As Liverpool supporters add more songs to their songbook, they prove once again they’re singing from the same hymn sheet as the players…

 

NOSTALGIA is currently wreaking havoc with me.

Not that I can ever think back to a time when Liverpool had a week in which they won in the Wanda Metropolitano, followed by sticking a flag firmly in the centre of Old Trafford to signal our conquest. Look at me, I am the captain now.

What happened last Sunday will set a signpost in the minds of many as the halcyon — a time when Liverpool was truly magic and Manchester United (and lest we forget Everton), tragic.

It shouldn’t be forgotten, it won’t. We won’t banish from our minds the time we became the reality of their worst nightmares. The ball, the ball, you hardly touched the ball.

My nostalgia comes from a more personal source. It involves a playlist I’ve compiled named “26 to Hackney Wick“, spoilers; it’s mainly late 90s synth-filled house and electro, which if you’re under 25-year-old you’ll probably find to be an atrocity.

But then life creeps up on you fast. No longer am I the millennial who was viewed as slightly experimental for practising yoga, as I am now a man in his mid-30s bowing to the impressive assertiveness of Gen Z, while listening to Everything But The Girl when slightly pissed on the upstairs deck of a London night bus.

That’s the thing about music, songs and chants. They can transport you to a place in time. They can release electrolytes of joy unconfined. But then one rule applies: It has to bang.

Football isn’t exempt. To capture a moment with a song will reflect a time you were going to “bounce in a minute”, or when you simply “just can’t get enough”.

As the chants of “Salah’s scored 10 in a row” rang out across the Trafford skies, the social crossover once again had me pondering: Is it more about the song than the individual?

Chants involving Liverpool in a plural sense come with the required affection — but Mo Salah is a great example of someone revered, respected and appreciated by The Kop, yet externally viewed as underappreciated.

I like his chant, but often it feels like it gets a little lost. The same with Sadio Mane’s. Yet Roberto Firmino and Virgil van Dijk can be serenaded in synchronisation across every terrace, usually about 130bpm quicker than what they should be.

Perhaps that’s why we still occasionally sing about Luis Garcia, Luis Suarez and the likes.

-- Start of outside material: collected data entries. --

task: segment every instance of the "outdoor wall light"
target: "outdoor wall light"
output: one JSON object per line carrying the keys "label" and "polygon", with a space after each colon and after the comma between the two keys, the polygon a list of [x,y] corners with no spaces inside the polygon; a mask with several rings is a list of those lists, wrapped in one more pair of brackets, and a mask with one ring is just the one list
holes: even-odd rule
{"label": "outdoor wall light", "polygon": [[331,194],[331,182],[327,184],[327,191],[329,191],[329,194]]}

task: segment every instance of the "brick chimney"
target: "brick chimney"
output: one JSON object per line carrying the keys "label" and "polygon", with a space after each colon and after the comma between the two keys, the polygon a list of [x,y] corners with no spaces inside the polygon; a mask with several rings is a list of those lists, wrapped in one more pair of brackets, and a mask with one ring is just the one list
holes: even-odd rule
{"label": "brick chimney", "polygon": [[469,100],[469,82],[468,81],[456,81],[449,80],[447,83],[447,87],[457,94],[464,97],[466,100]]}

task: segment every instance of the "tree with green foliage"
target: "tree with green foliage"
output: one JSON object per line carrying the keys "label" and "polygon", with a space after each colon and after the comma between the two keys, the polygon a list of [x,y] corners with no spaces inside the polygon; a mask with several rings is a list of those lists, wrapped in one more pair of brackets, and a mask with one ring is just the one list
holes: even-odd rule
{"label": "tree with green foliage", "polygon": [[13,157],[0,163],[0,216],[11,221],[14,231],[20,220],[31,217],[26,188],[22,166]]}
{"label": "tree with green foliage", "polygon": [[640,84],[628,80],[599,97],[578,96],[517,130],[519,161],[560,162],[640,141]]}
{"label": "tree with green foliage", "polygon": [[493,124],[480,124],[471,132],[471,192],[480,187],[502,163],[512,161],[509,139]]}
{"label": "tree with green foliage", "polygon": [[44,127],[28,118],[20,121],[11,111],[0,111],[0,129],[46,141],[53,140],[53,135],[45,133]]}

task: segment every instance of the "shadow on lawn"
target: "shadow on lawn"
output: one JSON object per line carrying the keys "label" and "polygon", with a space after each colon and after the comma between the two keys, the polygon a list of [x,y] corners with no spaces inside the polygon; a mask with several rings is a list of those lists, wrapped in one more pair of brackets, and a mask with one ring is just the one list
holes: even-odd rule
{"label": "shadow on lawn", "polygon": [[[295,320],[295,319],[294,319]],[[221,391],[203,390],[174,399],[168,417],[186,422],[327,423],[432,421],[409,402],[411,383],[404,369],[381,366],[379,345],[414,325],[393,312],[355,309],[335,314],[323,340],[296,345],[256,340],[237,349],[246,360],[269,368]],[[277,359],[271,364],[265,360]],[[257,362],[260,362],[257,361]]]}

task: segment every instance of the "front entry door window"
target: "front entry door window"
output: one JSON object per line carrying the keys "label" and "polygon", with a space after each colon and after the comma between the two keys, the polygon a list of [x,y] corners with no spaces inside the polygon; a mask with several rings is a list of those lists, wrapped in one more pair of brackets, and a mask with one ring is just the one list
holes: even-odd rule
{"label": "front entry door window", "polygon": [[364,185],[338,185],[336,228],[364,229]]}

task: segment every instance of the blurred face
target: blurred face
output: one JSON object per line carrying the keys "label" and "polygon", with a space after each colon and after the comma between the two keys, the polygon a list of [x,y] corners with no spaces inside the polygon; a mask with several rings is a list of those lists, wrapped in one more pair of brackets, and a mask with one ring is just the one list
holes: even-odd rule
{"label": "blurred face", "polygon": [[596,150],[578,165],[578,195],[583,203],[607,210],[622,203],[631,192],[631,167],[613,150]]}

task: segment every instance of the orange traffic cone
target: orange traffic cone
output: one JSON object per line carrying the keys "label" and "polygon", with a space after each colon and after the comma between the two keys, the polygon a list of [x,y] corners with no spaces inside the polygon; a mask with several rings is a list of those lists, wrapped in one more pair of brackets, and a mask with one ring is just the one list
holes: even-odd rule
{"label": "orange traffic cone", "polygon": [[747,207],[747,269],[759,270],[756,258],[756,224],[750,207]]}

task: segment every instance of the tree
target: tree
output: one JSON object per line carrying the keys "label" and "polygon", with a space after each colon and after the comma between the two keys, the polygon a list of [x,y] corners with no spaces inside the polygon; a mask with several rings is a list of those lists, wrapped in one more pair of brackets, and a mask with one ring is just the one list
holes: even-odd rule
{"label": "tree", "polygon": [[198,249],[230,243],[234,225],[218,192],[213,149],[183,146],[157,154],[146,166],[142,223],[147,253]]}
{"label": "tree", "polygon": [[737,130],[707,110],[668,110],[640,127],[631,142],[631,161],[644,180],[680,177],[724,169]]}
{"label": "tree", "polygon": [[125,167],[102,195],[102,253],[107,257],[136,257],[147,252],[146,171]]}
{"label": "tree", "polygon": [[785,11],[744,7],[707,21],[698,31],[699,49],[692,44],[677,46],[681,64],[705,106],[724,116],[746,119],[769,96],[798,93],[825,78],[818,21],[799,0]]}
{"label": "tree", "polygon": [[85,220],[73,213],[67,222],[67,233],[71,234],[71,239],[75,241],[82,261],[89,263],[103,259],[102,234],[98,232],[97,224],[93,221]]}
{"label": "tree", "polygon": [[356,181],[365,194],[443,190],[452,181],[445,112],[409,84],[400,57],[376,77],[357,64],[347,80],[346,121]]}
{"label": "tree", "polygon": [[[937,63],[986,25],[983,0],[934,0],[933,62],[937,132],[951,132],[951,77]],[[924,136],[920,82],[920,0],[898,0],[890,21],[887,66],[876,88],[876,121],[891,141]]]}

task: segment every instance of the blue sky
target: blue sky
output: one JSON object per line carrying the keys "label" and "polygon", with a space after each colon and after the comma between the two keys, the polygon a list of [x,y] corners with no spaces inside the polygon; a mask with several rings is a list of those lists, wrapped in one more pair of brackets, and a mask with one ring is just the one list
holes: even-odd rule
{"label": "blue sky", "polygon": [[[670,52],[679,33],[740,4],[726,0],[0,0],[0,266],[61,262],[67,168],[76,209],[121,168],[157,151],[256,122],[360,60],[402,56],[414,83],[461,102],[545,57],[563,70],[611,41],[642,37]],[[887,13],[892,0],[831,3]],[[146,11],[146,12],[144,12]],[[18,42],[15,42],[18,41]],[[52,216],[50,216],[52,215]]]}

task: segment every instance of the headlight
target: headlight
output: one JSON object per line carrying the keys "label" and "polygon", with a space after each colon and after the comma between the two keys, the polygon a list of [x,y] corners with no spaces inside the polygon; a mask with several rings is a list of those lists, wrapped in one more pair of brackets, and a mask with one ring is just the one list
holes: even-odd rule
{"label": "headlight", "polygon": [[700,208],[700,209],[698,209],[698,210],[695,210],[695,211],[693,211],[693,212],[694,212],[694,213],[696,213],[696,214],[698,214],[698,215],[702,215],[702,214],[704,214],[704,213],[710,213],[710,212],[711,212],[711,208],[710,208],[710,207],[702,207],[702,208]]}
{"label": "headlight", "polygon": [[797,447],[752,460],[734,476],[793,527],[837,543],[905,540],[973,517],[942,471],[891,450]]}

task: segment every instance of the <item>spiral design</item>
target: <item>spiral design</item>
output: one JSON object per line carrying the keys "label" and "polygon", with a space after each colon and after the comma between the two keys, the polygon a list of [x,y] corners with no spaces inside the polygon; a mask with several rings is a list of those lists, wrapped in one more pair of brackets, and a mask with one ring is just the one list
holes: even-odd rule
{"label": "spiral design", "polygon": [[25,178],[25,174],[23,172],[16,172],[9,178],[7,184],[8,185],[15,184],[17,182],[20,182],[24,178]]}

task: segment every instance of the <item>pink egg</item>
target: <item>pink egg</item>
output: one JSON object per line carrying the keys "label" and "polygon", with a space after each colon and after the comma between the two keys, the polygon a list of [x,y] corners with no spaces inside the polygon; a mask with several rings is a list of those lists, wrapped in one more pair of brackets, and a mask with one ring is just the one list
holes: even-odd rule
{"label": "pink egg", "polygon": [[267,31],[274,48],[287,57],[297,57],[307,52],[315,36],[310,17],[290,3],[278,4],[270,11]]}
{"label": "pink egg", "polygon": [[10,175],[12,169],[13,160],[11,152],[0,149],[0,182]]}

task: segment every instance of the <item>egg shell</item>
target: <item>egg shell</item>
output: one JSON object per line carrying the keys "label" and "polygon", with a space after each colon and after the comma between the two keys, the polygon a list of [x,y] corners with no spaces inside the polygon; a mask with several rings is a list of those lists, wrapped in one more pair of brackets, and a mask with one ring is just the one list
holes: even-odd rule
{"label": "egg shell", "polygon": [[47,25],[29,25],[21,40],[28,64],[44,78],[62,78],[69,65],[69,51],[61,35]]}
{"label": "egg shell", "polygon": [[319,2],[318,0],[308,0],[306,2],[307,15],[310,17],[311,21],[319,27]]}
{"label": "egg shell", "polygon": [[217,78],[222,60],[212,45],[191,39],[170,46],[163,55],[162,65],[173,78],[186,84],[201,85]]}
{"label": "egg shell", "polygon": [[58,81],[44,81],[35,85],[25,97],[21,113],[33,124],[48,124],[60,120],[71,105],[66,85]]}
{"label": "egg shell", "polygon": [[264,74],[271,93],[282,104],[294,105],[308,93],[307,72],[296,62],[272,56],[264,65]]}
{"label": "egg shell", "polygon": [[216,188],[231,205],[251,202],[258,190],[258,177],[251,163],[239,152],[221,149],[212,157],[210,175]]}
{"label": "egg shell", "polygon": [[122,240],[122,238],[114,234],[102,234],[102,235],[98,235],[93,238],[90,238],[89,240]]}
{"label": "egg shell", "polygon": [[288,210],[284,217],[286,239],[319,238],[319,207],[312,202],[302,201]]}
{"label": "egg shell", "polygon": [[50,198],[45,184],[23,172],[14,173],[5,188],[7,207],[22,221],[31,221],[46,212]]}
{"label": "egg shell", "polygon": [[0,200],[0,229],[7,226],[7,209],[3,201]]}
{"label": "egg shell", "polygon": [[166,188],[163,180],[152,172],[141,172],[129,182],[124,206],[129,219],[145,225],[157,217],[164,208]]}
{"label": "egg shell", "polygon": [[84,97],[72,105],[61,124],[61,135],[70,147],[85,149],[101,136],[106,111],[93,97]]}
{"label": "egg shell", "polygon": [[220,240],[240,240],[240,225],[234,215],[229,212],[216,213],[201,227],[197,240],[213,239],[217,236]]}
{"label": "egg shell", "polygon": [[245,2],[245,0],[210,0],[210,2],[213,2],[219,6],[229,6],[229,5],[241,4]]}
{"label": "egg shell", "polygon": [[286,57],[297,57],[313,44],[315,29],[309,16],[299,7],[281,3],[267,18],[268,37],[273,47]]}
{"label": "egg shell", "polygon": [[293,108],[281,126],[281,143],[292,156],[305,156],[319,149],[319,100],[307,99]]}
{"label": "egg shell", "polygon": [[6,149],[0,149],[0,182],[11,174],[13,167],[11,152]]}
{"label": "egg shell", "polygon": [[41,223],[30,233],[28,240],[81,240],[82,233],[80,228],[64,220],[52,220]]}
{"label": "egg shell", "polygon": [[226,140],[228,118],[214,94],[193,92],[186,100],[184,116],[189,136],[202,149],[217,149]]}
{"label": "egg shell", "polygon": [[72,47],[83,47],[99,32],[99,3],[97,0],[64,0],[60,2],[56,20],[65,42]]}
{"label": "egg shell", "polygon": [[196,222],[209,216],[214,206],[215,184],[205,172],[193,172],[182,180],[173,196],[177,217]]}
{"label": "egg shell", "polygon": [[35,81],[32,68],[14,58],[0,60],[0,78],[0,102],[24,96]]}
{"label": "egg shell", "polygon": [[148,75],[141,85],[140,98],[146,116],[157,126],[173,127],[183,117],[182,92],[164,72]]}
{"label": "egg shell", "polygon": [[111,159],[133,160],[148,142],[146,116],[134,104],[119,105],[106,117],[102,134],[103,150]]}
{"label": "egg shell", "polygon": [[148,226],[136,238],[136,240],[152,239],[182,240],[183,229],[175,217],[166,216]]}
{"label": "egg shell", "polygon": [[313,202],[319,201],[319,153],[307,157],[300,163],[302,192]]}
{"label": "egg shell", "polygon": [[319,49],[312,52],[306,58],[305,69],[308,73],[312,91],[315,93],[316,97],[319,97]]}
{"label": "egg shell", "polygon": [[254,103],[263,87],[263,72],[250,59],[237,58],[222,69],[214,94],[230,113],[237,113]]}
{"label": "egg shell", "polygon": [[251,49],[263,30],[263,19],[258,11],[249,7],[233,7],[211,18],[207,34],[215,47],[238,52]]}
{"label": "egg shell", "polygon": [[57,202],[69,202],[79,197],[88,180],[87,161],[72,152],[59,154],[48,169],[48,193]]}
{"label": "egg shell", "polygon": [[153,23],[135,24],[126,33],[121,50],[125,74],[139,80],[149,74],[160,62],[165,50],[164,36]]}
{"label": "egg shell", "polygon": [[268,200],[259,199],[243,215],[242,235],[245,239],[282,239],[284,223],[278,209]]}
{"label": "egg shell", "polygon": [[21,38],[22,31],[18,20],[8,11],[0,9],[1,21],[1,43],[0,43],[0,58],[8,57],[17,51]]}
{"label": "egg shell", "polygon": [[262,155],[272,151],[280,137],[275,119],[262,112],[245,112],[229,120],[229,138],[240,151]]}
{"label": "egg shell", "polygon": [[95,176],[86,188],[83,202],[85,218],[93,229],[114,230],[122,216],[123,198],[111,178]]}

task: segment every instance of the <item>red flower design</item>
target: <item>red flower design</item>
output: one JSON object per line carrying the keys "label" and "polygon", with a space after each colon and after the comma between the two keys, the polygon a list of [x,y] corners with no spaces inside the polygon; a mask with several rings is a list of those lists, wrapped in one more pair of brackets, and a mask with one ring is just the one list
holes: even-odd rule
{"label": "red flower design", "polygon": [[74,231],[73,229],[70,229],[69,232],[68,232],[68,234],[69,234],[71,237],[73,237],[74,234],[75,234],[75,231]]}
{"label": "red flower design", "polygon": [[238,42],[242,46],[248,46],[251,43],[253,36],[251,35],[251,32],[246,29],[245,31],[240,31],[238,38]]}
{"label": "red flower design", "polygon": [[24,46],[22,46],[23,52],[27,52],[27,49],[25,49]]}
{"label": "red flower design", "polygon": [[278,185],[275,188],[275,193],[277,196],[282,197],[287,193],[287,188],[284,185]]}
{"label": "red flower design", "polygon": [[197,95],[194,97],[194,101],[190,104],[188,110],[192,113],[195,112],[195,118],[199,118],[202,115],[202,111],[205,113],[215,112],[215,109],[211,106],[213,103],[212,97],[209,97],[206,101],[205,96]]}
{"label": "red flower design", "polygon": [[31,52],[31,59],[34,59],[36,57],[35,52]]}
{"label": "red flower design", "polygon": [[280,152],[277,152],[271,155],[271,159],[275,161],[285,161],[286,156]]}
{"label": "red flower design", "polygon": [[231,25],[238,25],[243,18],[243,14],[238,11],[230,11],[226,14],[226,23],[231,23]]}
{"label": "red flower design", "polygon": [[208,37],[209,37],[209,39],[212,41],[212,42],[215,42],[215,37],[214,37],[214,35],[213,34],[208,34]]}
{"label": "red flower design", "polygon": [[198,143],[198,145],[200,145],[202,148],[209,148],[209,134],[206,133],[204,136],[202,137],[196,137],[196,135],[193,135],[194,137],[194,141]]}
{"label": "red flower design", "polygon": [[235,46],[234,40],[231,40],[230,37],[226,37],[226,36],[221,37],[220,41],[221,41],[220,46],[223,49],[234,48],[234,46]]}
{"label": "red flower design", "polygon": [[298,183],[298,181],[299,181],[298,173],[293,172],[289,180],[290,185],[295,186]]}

They had chants which just worked. It becomes less about the person, in that sense. They can be great players who do or don’t fit a certain ditty.

Liverpool's Luis Garcia celebrates the great victory 1-0 over Chelsea during the UEFA Champions League Semi Final 2nd Leg at Anfield

Shelf lives can be brought forward or extended, of course. Liverpool “won it five times”, but by the end of 2007 Sloop John B had been pillaged by every Soccer AM banter-ridden fanbase across the country in their own form.

As ever, we’ll make our own fun. There’s a lot of it to be had in the moment. It will inspire more innovation and appreciation for as long as it lasts.

Most importantly, the connection remains between team and supporters. They feel all of what it means to go to Old Trafford and do that. They don’t need individual hymn sheets — just to see us dancing to their relentless tune is enough.

My personal nostalgia through the London night has taught me it’s about the joy of sounds which transport us to a time when life was pulsating with opportunity. Off the pitch that time is the past, but on it couldn’t be more present.